The Average Inches Per Stride in Running

Shelly-Ann Fraser-Pryce edges Carmelita Jeter in the women's 100 meters in Moscow in 2013.
i Mark Kolbe/Getty Images Sport/Getty Images

Success in competitive running in the sprint distances depends on a simple but ironclad formula: Stride length times stride rate equals speed. So if you run in the 100 to 400 meters, you may want to measure your stride length and compare it to typical averages. A typical Nestie isn’t going to be anything remotely near Usain Bolt’s 10-foot stride length, and may be closer to about two-thirds of that figure.

Measuring Your Stride

    The easiest way to measure your stride is to head to an athletic facility with a standard 400-meter track with markings to also indicate intermediate distances. After warming up by jogging, run a single circuit at your typical pace over your typical distance -- 100, 200 or 400 meters -- counting each step. Divide the distance by the number of steps to come up with your meters per stride -- the measure used by exercise researchers -- or enter the figures into an online calculator. You can convert meters to inches by multiplying by 39.3.

Height Formula

    If you are an average American woman of 5 feet, 4 inches in height, or 64 inches, you can anticipate that your length per stride will be in the range of 73 to 86 inches.
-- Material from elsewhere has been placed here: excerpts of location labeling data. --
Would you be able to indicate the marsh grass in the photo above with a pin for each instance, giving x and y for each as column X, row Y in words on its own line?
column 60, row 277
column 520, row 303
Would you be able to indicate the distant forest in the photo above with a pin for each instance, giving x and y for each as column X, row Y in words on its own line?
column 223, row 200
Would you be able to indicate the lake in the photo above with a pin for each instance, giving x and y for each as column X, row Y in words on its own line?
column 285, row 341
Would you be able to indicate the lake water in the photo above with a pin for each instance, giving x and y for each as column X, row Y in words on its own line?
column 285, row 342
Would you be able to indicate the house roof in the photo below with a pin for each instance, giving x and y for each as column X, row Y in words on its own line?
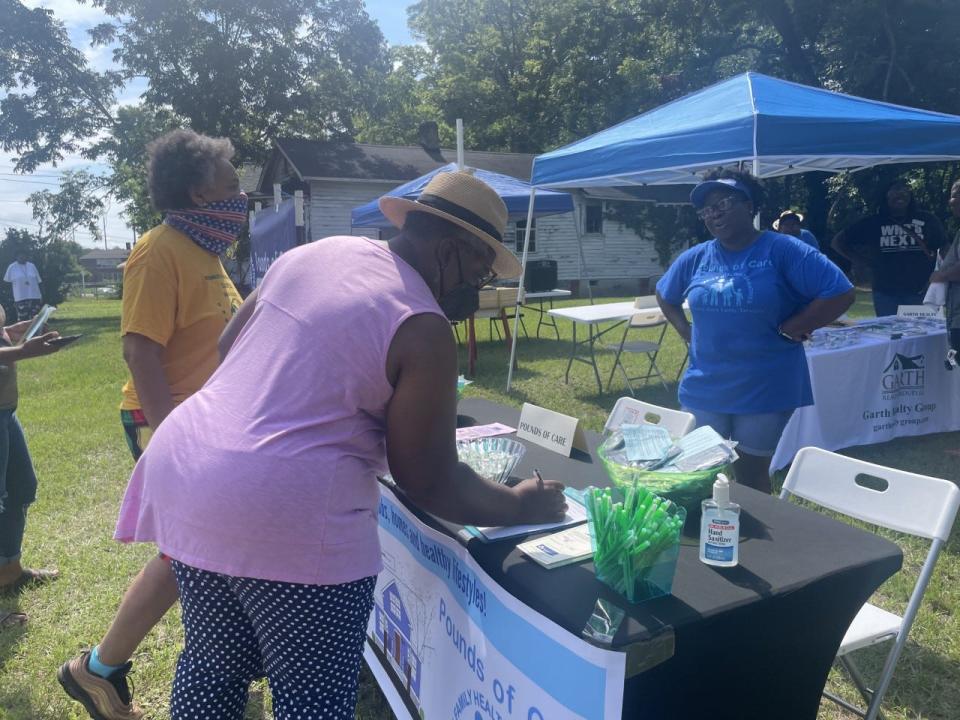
column 313, row 159
column 250, row 178
column 111, row 254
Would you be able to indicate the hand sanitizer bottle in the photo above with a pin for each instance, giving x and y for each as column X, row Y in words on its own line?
column 720, row 527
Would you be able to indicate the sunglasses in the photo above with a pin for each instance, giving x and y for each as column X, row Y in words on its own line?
column 720, row 207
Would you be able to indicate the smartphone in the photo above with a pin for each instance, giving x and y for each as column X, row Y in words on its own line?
column 64, row 340
column 37, row 323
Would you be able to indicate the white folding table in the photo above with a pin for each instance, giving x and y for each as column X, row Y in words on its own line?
column 592, row 316
column 545, row 319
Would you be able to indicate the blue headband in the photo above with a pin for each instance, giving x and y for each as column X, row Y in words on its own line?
column 699, row 194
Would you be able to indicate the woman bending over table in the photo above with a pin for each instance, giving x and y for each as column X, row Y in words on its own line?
column 949, row 273
column 754, row 297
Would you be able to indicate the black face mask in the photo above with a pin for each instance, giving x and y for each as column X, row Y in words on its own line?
column 460, row 302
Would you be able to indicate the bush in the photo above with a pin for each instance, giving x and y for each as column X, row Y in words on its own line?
column 56, row 260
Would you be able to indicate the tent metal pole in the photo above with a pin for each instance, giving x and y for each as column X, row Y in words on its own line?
column 578, row 227
column 460, row 144
column 756, row 174
column 523, row 273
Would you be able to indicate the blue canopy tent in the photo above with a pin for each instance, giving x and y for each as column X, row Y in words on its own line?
column 514, row 193
column 775, row 126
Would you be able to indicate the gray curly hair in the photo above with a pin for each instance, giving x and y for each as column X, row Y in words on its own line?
column 180, row 162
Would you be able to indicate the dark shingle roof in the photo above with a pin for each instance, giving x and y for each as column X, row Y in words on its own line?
column 337, row 159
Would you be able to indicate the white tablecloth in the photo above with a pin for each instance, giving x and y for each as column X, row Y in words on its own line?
column 873, row 392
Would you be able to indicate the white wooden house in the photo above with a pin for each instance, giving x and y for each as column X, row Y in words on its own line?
column 336, row 177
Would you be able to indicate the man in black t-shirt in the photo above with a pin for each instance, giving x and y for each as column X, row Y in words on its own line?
column 899, row 244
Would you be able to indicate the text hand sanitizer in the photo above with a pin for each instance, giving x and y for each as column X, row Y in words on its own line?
column 720, row 527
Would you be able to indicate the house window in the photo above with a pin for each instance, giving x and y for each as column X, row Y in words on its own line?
column 593, row 219
column 522, row 230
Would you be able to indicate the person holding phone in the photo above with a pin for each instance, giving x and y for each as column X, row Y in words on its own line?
column 754, row 297
column 24, row 279
column 18, row 482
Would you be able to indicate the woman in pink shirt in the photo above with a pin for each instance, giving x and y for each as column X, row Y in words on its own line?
column 262, row 486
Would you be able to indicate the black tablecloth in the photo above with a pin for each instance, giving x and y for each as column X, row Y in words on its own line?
column 754, row 641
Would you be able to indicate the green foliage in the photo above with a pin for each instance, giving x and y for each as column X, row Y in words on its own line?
column 671, row 228
column 56, row 261
column 78, row 203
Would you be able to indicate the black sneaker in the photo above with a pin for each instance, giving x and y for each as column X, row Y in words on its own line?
column 103, row 698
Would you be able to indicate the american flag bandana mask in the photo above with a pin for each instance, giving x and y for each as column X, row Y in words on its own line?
column 213, row 226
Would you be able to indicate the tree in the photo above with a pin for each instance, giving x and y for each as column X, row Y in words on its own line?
column 56, row 261
column 124, row 149
column 53, row 100
column 529, row 76
column 249, row 70
column 78, row 203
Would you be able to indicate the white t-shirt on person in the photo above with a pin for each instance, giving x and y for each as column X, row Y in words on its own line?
column 25, row 280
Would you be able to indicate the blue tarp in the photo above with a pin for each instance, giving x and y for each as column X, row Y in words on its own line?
column 788, row 127
column 272, row 232
column 515, row 194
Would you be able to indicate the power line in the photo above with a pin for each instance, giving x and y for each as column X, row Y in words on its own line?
column 49, row 183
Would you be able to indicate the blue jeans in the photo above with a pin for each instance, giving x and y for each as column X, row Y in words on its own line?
column 307, row 640
column 886, row 303
column 756, row 433
column 18, row 486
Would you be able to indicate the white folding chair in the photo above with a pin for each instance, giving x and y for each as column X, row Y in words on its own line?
column 649, row 316
column 905, row 502
column 630, row 410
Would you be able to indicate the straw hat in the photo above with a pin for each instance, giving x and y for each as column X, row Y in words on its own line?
column 466, row 201
column 786, row 214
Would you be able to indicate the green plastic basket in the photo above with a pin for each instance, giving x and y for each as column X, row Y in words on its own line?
column 685, row 489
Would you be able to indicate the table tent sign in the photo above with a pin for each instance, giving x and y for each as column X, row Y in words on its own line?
column 552, row 430
column 441, row 632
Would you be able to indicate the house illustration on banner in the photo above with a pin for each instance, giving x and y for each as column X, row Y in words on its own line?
column 393, row 635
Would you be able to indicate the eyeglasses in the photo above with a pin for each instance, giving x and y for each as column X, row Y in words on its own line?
column 485, row 279
column 720, row 207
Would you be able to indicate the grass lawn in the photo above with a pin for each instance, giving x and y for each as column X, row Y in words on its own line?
column 69, row 411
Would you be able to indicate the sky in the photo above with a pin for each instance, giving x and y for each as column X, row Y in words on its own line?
column 390, row 15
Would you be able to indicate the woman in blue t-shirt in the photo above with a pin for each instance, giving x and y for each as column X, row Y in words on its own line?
column 754, row 297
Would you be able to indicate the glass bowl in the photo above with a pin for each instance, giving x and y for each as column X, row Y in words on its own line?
column 491, row 458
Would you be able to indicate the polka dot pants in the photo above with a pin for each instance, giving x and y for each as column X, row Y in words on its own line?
column 306, row 639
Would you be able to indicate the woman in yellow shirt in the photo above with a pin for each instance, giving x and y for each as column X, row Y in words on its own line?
column 177, row 299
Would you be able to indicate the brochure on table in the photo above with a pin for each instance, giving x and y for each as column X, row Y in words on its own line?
column 552, row 430
column 446, row 641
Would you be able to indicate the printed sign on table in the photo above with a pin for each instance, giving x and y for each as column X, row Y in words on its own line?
column 445, row 641
column 272, row 233
column 552, row 430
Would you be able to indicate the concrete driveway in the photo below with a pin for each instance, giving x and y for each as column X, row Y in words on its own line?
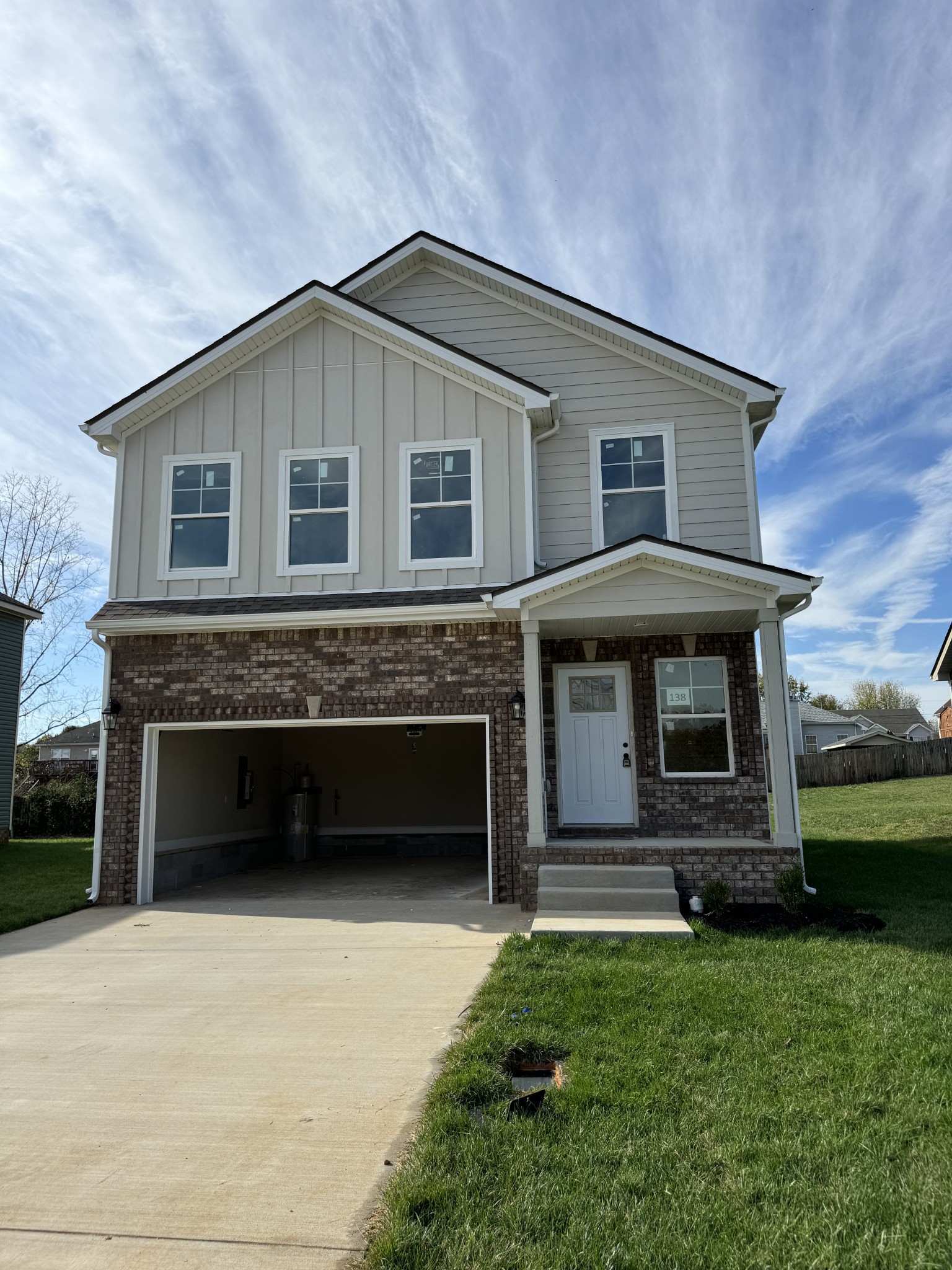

This is based on formulas regarding studies of 100-meter specialists that predict a stride length of between 1.14 to 1.35 times the athlete’s height. If you are taller, say 5 feet, 8 inches, you obviously will have a proportionately greater predicted stride length -- around 78 to 92 inches. But you have a greater mass to move over the sprint distance, so you will need to be proportionately stronger.

Elite Level

    Sports scientists at the Korea National Sport University interested in the biomechanics of stride length studied female sprinters, including Carmelita Jeter and Shelly-Ann Fraser-Pryce, at a 2011 championships in South Korea. They found a slightly shorter stride length associated with faster times in the 100 meters. The competitors measured right around 2 meters -- 80 inches or so -- or longer in terms of stride length. The height of the competitors ranged from 160 to 164 cm in height, or 5 feet, 3 inches to 5 feet, 5 inches tall. Shorter stride length and greater stride frequency worked to predict faster finishes, the researchers found.

Applying What You Find

    You can likely live with a fair range of results in your stride length, but if your stride rate is much under 180 steps per minute, you need to work on a faster, lighter pace, notes running coach Jack Daniels in “Daniels Running Formula.” Daniels is an advocate of turning slow-turnover runners into fast-turnover runners for immediate results. And if you wonder why men are faster than women at each sprint distance -- it’s not their very similar stride rates, it’s their much greater stride length that makes the difference.